Président du Brésil pendant deux mandats (2003-2010), l'égérie du Parti des travailleurs (PT, gauche) a passé un an et demi en cellule après avoir été condamné en avril 2018 à 12 ans et un mois de prison, avec une célérité record dans les annales de la justice brésilienne, pour une affaire de corruption douteuse jugée, faute de pièces suffisamment probantes, sur la seule intime conviction d'un tribunal de la ville de Curitiba.

Détention abusive

Lula avait déjà recouvré la liberté le 8 novembre 2019, la Cour suprême jugeant alors sa détention abusive alors que certains recours étaient toujours étudiés, à l'encontre de la pratique judiciaire brésilienne dont la justice n'avait guère fait cas un an et demi plus tôt. Il n'avait pas pour autant récupéré tous ses droits civiques, et notamment celui de disputer un scrutin électoral : pour faire bonne mesure, le tribunal électoral avait considéré le prisonnier Lula inéligible, alors que les sondages le donnaient largement vainqueur de la présidentielle de 2018, finalement emportée par le candidat d'extrême droite Bolsonaro.

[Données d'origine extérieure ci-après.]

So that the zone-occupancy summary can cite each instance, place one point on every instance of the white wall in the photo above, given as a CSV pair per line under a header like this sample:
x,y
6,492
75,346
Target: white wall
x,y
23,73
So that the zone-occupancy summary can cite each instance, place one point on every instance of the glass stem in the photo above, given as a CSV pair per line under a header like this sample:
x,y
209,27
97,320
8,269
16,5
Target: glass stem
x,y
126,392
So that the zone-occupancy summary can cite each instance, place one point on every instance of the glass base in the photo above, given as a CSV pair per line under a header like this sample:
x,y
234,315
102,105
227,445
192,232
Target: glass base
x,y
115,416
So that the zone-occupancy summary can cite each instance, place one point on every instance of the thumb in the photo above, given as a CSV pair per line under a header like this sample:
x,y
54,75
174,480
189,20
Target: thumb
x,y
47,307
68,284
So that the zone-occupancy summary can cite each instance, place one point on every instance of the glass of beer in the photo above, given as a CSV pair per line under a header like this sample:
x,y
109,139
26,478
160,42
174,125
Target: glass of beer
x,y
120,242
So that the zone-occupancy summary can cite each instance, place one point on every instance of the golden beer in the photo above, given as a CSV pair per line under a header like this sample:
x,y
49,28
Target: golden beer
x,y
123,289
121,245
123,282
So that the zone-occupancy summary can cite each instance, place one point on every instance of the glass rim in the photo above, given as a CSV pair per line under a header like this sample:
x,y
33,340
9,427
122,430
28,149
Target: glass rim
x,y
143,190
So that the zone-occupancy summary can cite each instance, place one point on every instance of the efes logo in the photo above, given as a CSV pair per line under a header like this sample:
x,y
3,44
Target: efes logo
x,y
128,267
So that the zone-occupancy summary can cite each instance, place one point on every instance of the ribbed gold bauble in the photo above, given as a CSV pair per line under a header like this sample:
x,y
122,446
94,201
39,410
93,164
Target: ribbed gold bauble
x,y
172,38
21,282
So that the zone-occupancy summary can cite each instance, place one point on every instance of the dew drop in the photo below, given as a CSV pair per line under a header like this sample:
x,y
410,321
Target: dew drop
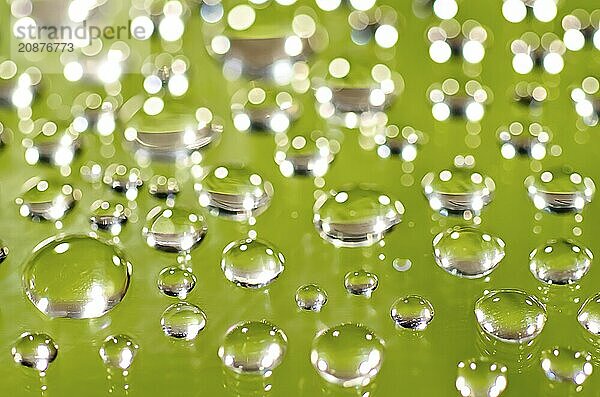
x,y
468,252
511,315
76,276
251,263
349,355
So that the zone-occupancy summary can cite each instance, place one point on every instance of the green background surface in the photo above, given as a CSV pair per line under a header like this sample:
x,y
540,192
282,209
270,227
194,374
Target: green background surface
x,y
414,365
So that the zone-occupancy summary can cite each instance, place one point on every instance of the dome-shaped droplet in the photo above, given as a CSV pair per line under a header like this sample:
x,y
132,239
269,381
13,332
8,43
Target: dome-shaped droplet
x,y
253,347
458,190
118,351
358,216
251,263
76,276
560,262
183,320
589,315
481,378
234,192
311,297
468,252
361,282
566,365
412,312
176,282
349,355
35,350
560,190
174,229
510,315
47,199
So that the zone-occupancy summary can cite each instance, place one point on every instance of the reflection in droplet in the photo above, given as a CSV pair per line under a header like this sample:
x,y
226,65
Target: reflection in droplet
x,y
349,355
76,276
252,263
357,216
253,347
183,320
510,315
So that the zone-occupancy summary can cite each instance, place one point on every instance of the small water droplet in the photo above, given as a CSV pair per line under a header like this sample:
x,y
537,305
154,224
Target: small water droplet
x,y
511,315
76,276
412,312
176,282
566,365
481,378
357,216
118,351
253,347
361,282
174,229
183,320
251,263
560,262
311,297
35,350
468,252
349,355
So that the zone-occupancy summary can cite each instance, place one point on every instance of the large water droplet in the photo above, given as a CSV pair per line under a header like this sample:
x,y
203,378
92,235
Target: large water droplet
x,y
468,252
589,314
560,190
183,320
35,351
253,347
76,276
560,262
511,315
311,297
47,199
118,351
349,355
481,378
234,192
361,282
412,312
358,216
176,282
566,365
174,229
458,190
251,263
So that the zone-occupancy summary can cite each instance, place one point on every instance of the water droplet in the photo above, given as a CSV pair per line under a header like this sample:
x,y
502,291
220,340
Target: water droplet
x,y
358,216
177,282
458,190
481,378
560,262
76,276
361,282
511,315
118,351
589,315
566,365
251,263
349,355
174,229
183,320
311,297
35,351
47,199
412,312
234,192
560,190
468,252
253,347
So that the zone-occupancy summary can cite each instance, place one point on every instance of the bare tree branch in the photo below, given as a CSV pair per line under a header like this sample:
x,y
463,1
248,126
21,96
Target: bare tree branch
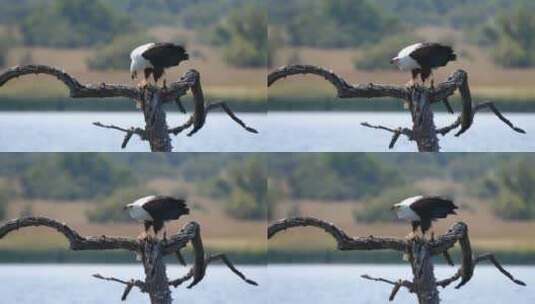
x,y
419,99
76,241
397,132
344,242
420,252
397,285
198,123
151,251
129,284
208,260
344,90
76,89
151,99
129,132
486,257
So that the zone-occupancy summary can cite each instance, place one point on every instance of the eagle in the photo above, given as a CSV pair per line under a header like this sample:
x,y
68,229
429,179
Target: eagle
x,y
422,58
423,210
154,58
155,210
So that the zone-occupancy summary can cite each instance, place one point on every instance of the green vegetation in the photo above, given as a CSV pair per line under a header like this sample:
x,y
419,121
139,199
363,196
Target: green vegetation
x,y
511,36
73,23
331,23
74,176
116,55
243,37
343,176
244,188
512,186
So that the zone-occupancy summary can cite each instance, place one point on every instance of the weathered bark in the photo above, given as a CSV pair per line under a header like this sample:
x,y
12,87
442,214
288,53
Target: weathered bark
x,y
151,100
419,98
424,130
156,281
419,251
424,281
152,252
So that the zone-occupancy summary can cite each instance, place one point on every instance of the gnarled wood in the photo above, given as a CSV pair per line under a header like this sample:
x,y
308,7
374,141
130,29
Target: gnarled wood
x,y
151,100
419,251
419,99
152,251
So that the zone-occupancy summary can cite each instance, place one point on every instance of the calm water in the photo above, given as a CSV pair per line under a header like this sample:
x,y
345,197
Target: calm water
x,y
65,284
279,132
281,284
341,284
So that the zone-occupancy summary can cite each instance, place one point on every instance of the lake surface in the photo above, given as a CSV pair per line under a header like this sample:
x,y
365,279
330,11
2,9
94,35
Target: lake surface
x,y
279,132
281,284
341,284
66,284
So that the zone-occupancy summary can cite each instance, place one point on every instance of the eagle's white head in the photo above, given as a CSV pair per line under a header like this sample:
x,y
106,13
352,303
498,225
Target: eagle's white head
x,y
138,63
403,209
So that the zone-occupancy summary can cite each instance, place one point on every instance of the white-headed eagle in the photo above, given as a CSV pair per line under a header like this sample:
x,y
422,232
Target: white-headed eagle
x,y
421,211
422,58
154,58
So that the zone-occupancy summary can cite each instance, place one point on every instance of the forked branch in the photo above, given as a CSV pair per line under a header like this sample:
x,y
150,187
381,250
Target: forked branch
x,y
458,233
150,99
419,99
151,250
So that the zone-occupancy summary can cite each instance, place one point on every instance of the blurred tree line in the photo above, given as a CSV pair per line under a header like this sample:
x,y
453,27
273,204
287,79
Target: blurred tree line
x,y
244,185
511,188
331,23
239,182
504,27
510,36
243,36
114,27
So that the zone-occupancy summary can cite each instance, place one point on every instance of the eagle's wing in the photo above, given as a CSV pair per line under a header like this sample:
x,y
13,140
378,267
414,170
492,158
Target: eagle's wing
x,y
165,55
433,55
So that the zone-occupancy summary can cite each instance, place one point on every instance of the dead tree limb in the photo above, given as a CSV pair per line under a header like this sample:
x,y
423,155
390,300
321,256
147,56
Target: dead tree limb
x,y
152,251
419,251
419,100
149,99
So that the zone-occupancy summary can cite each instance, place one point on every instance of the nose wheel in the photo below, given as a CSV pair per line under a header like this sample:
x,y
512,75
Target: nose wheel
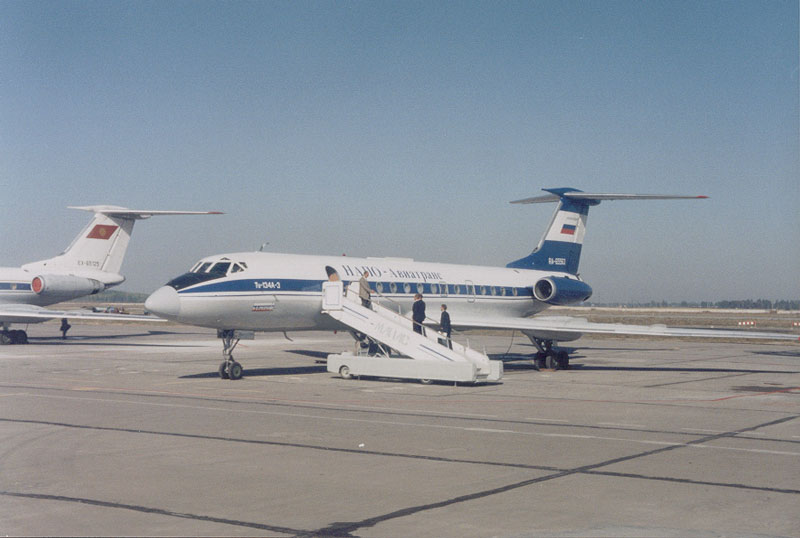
x,y
547,357
229,368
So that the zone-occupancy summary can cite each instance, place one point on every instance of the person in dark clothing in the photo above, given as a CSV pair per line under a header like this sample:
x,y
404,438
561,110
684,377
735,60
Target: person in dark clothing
x,y
65,326
444,325
418,310
363,290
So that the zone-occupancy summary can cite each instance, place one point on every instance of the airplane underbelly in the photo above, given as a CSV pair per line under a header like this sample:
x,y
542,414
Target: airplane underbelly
x,y
262,312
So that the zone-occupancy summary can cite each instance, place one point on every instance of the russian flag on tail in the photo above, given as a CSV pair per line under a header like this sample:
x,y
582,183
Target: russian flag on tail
x,y
568,229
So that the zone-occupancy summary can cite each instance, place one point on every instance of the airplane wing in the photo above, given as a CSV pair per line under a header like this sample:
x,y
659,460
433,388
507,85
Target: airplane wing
x,y
22,313
566,328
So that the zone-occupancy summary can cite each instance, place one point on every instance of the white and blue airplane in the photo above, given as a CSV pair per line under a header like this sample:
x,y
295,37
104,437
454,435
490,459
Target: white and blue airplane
x,y
89,265
260,291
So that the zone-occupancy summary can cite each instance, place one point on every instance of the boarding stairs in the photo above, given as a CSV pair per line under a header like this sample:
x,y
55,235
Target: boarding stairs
x,y
426,357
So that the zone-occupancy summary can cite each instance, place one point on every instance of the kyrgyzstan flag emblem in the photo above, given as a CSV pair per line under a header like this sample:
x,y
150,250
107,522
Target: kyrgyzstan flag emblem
x,y
102,231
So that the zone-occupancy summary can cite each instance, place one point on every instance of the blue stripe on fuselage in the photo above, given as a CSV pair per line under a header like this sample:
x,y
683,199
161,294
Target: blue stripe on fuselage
x,y
279,285
15,286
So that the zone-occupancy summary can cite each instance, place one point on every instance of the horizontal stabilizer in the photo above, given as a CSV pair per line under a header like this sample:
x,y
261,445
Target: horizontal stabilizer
x,y
567,328
125,213
23,313
557,195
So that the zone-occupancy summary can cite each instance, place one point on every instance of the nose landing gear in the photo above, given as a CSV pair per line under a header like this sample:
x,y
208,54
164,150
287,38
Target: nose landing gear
x,y
230,369
547,357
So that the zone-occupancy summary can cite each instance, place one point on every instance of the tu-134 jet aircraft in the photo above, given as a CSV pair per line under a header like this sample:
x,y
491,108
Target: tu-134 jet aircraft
x,y
89,265
259,291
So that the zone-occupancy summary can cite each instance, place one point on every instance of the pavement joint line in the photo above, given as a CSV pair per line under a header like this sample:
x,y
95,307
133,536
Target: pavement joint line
x,y
150,510
347,528
325,407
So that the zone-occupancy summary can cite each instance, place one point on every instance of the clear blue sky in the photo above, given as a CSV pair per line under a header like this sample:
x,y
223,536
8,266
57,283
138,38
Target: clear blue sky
x,y
404,128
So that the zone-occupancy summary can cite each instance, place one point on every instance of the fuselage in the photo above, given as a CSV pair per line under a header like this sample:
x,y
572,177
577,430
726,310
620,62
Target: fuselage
x,y
15,287
279,292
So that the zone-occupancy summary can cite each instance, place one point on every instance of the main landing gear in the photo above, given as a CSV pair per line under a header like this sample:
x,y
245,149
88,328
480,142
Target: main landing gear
x,y
230,369
16,336
547,357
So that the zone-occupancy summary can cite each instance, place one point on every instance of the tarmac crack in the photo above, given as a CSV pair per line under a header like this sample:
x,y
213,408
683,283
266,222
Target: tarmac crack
x,y
346,529
372,411
157,511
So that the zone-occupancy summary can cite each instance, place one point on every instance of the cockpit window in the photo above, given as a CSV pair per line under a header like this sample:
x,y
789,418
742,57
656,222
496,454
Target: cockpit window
x,y
220,269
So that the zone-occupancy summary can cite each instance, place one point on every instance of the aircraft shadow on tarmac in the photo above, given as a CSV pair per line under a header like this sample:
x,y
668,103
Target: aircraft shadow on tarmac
x,y
783,353
256,372
104,340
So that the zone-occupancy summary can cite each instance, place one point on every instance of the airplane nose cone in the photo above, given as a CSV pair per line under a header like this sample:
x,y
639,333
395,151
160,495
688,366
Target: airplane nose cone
x,y
164,302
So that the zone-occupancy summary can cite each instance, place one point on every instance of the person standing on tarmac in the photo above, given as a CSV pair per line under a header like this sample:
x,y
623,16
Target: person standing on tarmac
x,y
418,310
364,291
444,325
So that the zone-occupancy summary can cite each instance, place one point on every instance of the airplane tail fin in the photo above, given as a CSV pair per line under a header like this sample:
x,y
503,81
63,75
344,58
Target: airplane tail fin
x,y
101,246
559,248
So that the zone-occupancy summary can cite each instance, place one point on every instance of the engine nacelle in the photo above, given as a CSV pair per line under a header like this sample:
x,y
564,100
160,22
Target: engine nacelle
x,y
558,290
66,286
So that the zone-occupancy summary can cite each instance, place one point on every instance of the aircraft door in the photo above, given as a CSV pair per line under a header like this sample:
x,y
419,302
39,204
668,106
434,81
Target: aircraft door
x,y
470,291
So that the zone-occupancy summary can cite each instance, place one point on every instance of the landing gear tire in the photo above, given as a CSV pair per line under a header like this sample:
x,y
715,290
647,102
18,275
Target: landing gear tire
x,y
552,361
235,370
562,359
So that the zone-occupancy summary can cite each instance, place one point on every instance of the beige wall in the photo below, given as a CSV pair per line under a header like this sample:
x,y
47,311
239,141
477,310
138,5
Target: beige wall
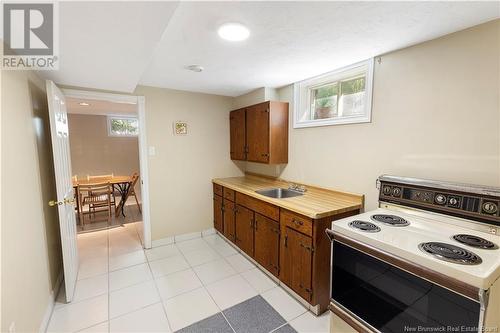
x,y
93,152
436,114
181,171
31,254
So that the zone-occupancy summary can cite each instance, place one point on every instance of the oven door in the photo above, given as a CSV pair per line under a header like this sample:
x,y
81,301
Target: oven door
x,y
388,299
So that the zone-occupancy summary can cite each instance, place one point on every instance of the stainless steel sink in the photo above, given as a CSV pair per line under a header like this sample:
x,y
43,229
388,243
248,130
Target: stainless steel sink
x,y
279,193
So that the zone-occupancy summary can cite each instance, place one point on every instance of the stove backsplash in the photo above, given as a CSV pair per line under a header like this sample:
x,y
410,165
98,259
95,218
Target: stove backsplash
x,y
478,203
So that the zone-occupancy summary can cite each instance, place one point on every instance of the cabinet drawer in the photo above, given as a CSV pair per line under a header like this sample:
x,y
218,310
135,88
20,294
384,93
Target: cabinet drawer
x,y
258,206
297,222
218,189
228,194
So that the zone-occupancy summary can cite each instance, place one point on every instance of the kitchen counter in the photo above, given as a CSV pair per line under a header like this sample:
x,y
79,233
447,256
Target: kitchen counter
x,y
316,203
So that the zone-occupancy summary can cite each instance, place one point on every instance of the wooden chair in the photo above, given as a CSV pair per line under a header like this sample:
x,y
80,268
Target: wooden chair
x,y
135,178
104,179
131,191
97,197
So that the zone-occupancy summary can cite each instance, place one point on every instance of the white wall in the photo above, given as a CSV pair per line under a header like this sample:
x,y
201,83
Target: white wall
x,y
181,171
435,115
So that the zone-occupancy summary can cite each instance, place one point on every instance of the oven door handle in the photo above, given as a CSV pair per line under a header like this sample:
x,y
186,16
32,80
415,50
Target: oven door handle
x,y
330,234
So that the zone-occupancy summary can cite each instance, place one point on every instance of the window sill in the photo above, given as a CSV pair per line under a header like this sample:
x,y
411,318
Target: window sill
x,y
332,122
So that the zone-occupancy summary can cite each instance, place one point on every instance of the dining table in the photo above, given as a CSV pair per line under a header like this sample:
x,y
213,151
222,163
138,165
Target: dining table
x,y
120,183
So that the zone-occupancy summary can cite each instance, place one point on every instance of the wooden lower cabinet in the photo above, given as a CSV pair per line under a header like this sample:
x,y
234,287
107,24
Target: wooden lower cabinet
x,y
218,219
267,240
296,262
229,217
244,224
290,246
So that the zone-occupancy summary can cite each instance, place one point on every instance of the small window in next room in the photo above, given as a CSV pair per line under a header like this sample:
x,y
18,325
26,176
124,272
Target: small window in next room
x,y
123,126
340,97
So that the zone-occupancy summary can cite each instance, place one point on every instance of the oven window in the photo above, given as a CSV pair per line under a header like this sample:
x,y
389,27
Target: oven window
x,y
392,300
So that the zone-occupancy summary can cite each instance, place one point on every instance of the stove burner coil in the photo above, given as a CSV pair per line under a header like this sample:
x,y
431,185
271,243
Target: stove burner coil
x,y
390,220
475,241
450,253
364,226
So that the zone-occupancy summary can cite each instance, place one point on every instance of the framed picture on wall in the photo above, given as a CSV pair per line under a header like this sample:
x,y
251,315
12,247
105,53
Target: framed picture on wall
x,y
180,128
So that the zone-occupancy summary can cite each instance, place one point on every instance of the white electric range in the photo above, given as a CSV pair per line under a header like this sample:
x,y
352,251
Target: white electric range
x,y
427,260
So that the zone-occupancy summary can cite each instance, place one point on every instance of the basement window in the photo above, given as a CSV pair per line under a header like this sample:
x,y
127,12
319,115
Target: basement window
x,y
123,126
343,96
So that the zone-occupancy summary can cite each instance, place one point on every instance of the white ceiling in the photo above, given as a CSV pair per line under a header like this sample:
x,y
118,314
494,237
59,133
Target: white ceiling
x,y
124,44
100,107
108,45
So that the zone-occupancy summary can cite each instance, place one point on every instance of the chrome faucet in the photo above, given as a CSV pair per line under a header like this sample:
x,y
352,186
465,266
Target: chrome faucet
x,y
297,187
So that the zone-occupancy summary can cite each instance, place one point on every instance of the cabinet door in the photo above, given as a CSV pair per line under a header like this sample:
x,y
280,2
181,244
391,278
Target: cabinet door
x,y
237,126
218,218
229,212
296,267
244,229
267,240
258,133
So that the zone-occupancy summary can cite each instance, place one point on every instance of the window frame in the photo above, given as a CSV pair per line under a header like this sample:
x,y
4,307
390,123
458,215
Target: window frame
x,y
120,117
305,88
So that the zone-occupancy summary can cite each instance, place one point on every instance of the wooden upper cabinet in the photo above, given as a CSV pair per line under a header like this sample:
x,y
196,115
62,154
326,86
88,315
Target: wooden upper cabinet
x,y
258,133
265,129
237,127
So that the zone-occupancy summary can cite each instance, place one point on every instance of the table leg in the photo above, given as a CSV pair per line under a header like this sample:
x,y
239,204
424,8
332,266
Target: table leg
x,y
123,189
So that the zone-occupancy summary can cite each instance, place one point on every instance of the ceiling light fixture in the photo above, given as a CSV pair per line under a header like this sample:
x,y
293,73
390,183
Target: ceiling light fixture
x,y
195,68
233,32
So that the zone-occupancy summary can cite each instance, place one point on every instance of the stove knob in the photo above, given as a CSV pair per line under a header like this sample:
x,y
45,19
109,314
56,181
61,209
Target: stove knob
x,y
490,207
396,191
440,199
387,190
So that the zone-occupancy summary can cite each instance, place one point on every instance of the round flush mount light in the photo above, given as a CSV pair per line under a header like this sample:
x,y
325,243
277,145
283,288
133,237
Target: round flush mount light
x,y
195,68
233,32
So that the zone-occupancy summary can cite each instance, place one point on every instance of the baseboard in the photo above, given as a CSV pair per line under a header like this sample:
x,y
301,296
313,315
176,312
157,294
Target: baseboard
x,y
182,237
51,303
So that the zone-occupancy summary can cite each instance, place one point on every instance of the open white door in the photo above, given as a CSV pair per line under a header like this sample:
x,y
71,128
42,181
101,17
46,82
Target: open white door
x,y
65,197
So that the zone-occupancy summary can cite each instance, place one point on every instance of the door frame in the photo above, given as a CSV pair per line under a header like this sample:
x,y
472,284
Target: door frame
x,y
140,101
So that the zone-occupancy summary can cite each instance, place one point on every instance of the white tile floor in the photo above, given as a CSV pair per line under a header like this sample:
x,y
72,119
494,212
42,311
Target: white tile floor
x,y
122,288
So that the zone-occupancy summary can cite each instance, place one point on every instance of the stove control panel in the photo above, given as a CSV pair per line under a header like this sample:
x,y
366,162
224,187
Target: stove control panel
x,y
461,204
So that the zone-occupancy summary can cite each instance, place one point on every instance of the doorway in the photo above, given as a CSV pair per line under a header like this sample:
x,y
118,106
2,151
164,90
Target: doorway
x,y
108,144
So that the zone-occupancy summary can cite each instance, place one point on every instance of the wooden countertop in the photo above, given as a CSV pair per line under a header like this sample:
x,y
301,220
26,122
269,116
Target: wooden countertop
x,y
315,203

La décision de Fachin rend par conséquent Lula potentiellement éligible, désormais, et c'est un coup de tonnerre dans le champ politique brésilien : l'ancien président dispose toujours d'une cote très élevée parmi la population, notamment chez les plus modestes, qu'il a tirés de la misère par millions. Un sondage le place à 50% d'intentions de vote, devant Bolsonaro (44%) dans un éventuel affrontement anticipé pour le second tour de la prochaine présidentielle à l'automne 2022.

Une décision bien tardive

Cet épisode redonne un peu de lustre à une justice très déconsidérée pour avoir servi avec un zèle insolent des intérêts politiques qui convergeaient sur la nécessité d'éloigner Lula du ring électoral. Mais elle est bien tardive : certes, c'est au titre d'une récente jurisprudence que le juge a pu annuler les condamnations, mais la Cour suprême aurait pu les casser dès juin 2019 au vu des révélations faites par le média d'investigation Intercept : les collusions entretenues par le juge Moro, à la tête de l'acte d'accusation au tribunal de Curitiba, dans le but explicite de neutraliser Lula.

L'ex-président n'est pas pour autant formellement lavé des accusations de corruption, ce qui est une manière pour Fachin de ne pas enfoncer son collègue Moro, qui a de claires ambitions présidentielles. Cependant, une répétition judiciaire de la mascarade de 2018 est peu probable. En effet, depuis sa libération fin 2019, Lula n'a guère été harcelé par la justice au titre de ses procédures en suspens. Le procureur de la République a bien annoncé son intention de faire appel de la décision de Fachin. Mais on voit mal qu'il obtienne gain de cause tant le vent judiciaire semble avoir tourné. Et pour rejuger Lula, sur lequel ne pèse donc plus d'acte d'inculpation, il incombera que les fragiles accusations qui perdurent à son endroit soient jugées recevables par une juridiction compétente. Alors que la présidence Bolsonaro éreinte le pays, laquelle s'y risquerait ?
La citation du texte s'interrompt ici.